Sunday, 28 June 2009

DCFS Conference

I was fortunate enough to make the DCFS organised conference on 14-19 in early June.
Some key highlights that I noted .

An ask the audience straw poll at the beginning of the day:
How prepared do you feel about: Diplomas Functional Skills FLT
Very confident 8% 10% 11%
Quite confident 51% 45% 27%
Not that confident 31% 38% 43%
Not at all confident 10% 8% 19%

Targeting
Diplomas are badly targeted - By saying it's for everyone, the message that it's more right for some groups is sadly weakened. DCFS were encouraged to make it clear who the target students were.

Students love them
They like Functional Skills much more than GCSE. They like the practical aspects of the Diplomas. They like the fact they move around - although this is itself is a serious problem for organisations. Retention on the Diplomas is excellent.

Conflict at institution level
There are many many conflicts.
Students movement, difficult to teach, harder to pass, cultural differences between schools and colleges, competition for funding between institutions, scared to put students in who may fail.

One final point. They did make a lot of the fact that by having regional events, we could reduce our carbon footprint. But at the same time I counted a dozen support staff at each regional event - effectively three times the normal number required. Must have cost a fortune to put on and also cost a lot of CO2 putting all those extra people up in the Hilton each night.
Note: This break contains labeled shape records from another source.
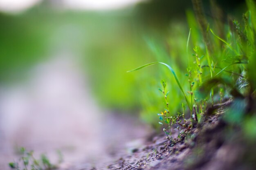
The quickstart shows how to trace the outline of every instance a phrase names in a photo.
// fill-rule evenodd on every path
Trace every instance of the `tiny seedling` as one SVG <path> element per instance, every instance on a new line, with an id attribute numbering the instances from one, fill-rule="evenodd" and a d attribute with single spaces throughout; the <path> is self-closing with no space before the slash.
<path id="1" fill-rule="evenodd" d="M 19 152 L 21 157 L 18 161 L 10 162 L 9 166 L 15 170 L 52 170 L 58 168 L 58 164 L 51 163 L 47 156 L 41 155 L 40 158 L 36 159 L 33 151 L 28 152 L 24 147 L 20 148 Z M 63 156 L 60 150 L 57 151 L 59 156 L 58 163 L 63 161 Z M 21 163 L 20 163 L 21 162 Z"/>

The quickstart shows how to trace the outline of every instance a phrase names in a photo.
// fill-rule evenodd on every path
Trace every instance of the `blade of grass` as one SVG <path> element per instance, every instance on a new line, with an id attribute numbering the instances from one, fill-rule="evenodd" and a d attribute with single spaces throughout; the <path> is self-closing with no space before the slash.
<path id="1" fill-rule="evenodd" d="M 188 37 L 188 40 L 186 41 L 186 54 L 187 55 L 188 58 L 188 67 L 189 67 L 189 39 L 190 38 L 190 32 L 191 31 L 191 29 L 189 29 L 189 37 Z"/>
<path id="2" fill-rule="evenodd" d="M 213 33 L 213 31 L 212 31 L 211 29 L 210 29 L 210 31 L 211 31 L 211 33 L 213 34 L 213 35 L 214 35 L 215 37 L 216 37 L 216 38 L 220 40 L 220 41 L 222 41 L 224 43 L 225 43 L 226 45 L 227 45 L 229 47 L 229 49 L 231 49 L 231 50 L 234 52 L 236 53 L 236 55 L 238 55 L 239 54 L 236 51 L 235 51 L 235 50 L 234 50 L 234 49 L 233 49 L 233 48 L 232 48 L 232 47 L 226 41 L 225 41 L 224 40 L 222 39 L 220 37 L 219 37 L 218 36 L 215 34 L 214 33 Z"/>
<path id="3" fill-rule="evenodd" d="M 175 72 L 173 70 L 173 68 L 171 67 L 171 66 L 169 66 L 168 65 L 163 63 L 163 62 L 152 62 L 151 63 L 148 63 L 147 64 L 145 64 L 143 66 L 141 66 L 140 67 L 138 67 L 137 68 L 134 69 L 133 70 L 130 70 L 129 71 L 127 71 L 127 72 L 130 72 L 132 71 L 136 71 L 137 70 L 140 70 L 141 68 L 144 68 L 153 65 L 153 64 L 163 64 L 165 66 L 166 66 L 166 67 L 167 67 L 168 68 L 169 68 L 169 70 L 170 70 L 170 71 L 171 71 L 171 73 L 173 74 L 173 76 L 174 77 L 174 78 L 175 79 L 175 80 L 176 81 L 176 83 L 177 83 L 177 84 L 178 84 L 178 86 L 179 86 L 180 89 L 180 90 L 182 92 L 182 94 L 183 94 L 184 96 L 184 97 L 185 97 L 185 99 L 186 100 L 186 102 L 187 103 L 187 104 L 188 104 L 188 106 L 189 106 L 189 109 L 190 109 L 190 110 L 192 110 L 192 108 L 191 108 L 191 107 L 190 106 L 190 104 L 189 104 L 189 101 L 188 100 L 188 99 L 186 97 L 186 94 L 185 94 L 185 93 L 184 92 L 184 91 L 183 90 L 183 88 L 182 88 L 182 86 L 181 86 L 181 84 L 180 84 L 180 80 L 179 80 L 179 79 L 178 79 L 178 77 L 177 76 L 177 75 L 176 75 L 176 73 L 175 73 Z"/>
<path id="4" fill-rule="evenodd" d="M 226 68 L 227 68 L 229 66 L 232 66 L 232 65 L 237 64 L 248 64 L 248 62 L 244 62 L 244 62 L 234 62 L 234 63 L 231 64 L 230 64 L 225 66 L 223 68 L 222 68 L 220 71 L 218 73 L 217 73 L 216 75 L 215 75 L 214 76 L 214 77 L 217 76 L 217 75 L 220 74 L 222 71 L 225 71 L 225 69 L 226 69 Z"/>

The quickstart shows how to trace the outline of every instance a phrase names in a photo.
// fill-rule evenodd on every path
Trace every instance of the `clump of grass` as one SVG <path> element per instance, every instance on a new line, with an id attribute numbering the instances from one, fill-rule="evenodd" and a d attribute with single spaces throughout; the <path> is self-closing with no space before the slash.
<path id="1" fill-rule="evenodd" d="M 166 108 L 164 112 L 158 114 L 159 123 L 162 125 L 166 124 L 168 130 L 164 128 L 164 131 L 167 138 L 170 140 L 173 137 L 171 131 L 172 125 L 177 126 L 176 129 L 180 134 L 182 128 L 189 129 L 200 121 L 200 117 L 206 112 L 207 106 L 212 107 L 216 103 L 220 103 L 221 105 L 222 102 L 225 103 L 226 100 L 229 99 L 227 97 L 232 98 L 235 100 L 249 99 L 250 102 L 247 110 L 252 110 L 254 108 L 256 110 L 253 104 L 254 102 L 255 102 L 256 98 L 256 74 L 254 71 L 256 64 L 255 2 L 251 0 L 246 1 L 249 10 L 243 15 L 243 24 L 234 20 L 229 22 L 231 24 L 227 30 L 219 30 L 223 33 L 222 35 L 227 35 L 224 37 L 216 33 L 214 26 L 210 27 L 210 25 L 207 23 L 202 9 L 202 1 L 193 1 L 198 22 L 198 27 L 201 33 L 201 36 L 198 34 L 197 37 L 193 35 L 193 30 L 191 29 L 186 42 L 188 58 L 187 73 L 185 75 L 188 77 L 189 86 L 188 87 L 187 84 L 183 82 L 181 83 L 180 80 L 184 79 L 183 77 L 178 77 L 177 72 L 174 71 L 173 67 L 164 62 L 149 63 L 128 71 L 138 70 L 156 64 L 165 66 L 171 71 L 177 85 L 177 89 L 182 92 L 184 97 L 184 100 L 179 102 L 181 103 L 185 101 L 191 114 L 190 125 L 186 126 L 185 125 L 187 120 L 184 116 L 186 111 L 185 105 L 182 106 L 183 113 L 178 112 L 174 116 L 173 113 L 170 113 L 172 108 L 169 107 L 167 97 L 169 93 L 169 95 L 172 95 L 171 92 L 166 92 L 166 81 L 161 81 L 163 89 L 159 90 L 164 97 Z M 193 15 L 193 13 L 188 13 L 191 15 Z M 193 16 L 189 16 L 190 18 L 194 18 Z M 192 55 L 193 60 L 190 59 L 191 56 L 189 50 L 191 34 L 193 42 L 193 46 L 195 47 Z M 202 44 L 201 42 L 202 37 L 204 42 Z M 195 40 L 195 38 L 198 39 Z M 170 49 L 176 48 L 172 47 Z M 184 60 L 179 59 L 177 60 L 180 63 L 172 62 L 172 66 L 175 68 L 175 71 L 183 73 L 184 71 L 182 69 L 177 68 L 186 68 L 183 65 L 180 66 L 180 63 L 184 63 Z M 175 99 L 175 96 L 172 96 L 171 98 Z M 182 121 L 183 123 L 182 123 Z"/>
<path id="2" fill-rule="evenodd" d="M 33 151 L 28 151 L 24 147 L 19 150 L 20 157 L 18 161 L 10 162 L 9 166 L 15 170 L 52 170 L 57 169 L 58 164 L 53 164 L 48 157 L 45 154 L 42 154 L 39 159 L 36 159 L 34 156 Z M 63 156 L 58 150 L 59 157 L 58 163 L 63 161 Z"/>

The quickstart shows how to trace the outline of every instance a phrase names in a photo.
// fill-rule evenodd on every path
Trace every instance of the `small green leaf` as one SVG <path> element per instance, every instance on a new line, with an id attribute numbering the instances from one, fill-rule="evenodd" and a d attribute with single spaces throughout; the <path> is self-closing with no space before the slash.
<path id="1" fill-rule="evenodd" d="M 10 162 L 9 163 L 9 166 L 13 169 L 15 168 L 16 165 L 16 164 L 14 162 Z"/>
<path id="2" fill-rule="evenodd" d="M 161 120 L 161 121 L 163 120 L 163 117 L 162 117 L 162 116 L 159 116 L 159 119 L 160 119 L 160 120 Z"/>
Sorry for the break in service - back again now

A few things have conspired to stop me updating my blog.

I had a holiday!
Life at guroo is extremely busy
The www.functionalskills.org forum has been established and this has taken up a fair bit of time.

Back again now though.

Jonathan

Sunday, 7 June 2009

Hard to engage kids

Yet another report this week highlighting the difference in achievement between those who have a hard start in life and those who don't.
Looked after children and those who move around a lot do so much more badly at school.  I've mentioned this before but there should be no reason why this is the case, but it is.

I do believe the tightly structured curriculum and the focus on teaching to the test means these groups of children suffer when it comes to exams.  

Lets just hope that the more practical curriculum that will come about with functional skills and, at least for these groups, the introduction of the Foundation Learning Tier will help them.  It's really about time we move away from focusing the majority of the best resources on the borderline and started to address the issues of learning rather than passing exams.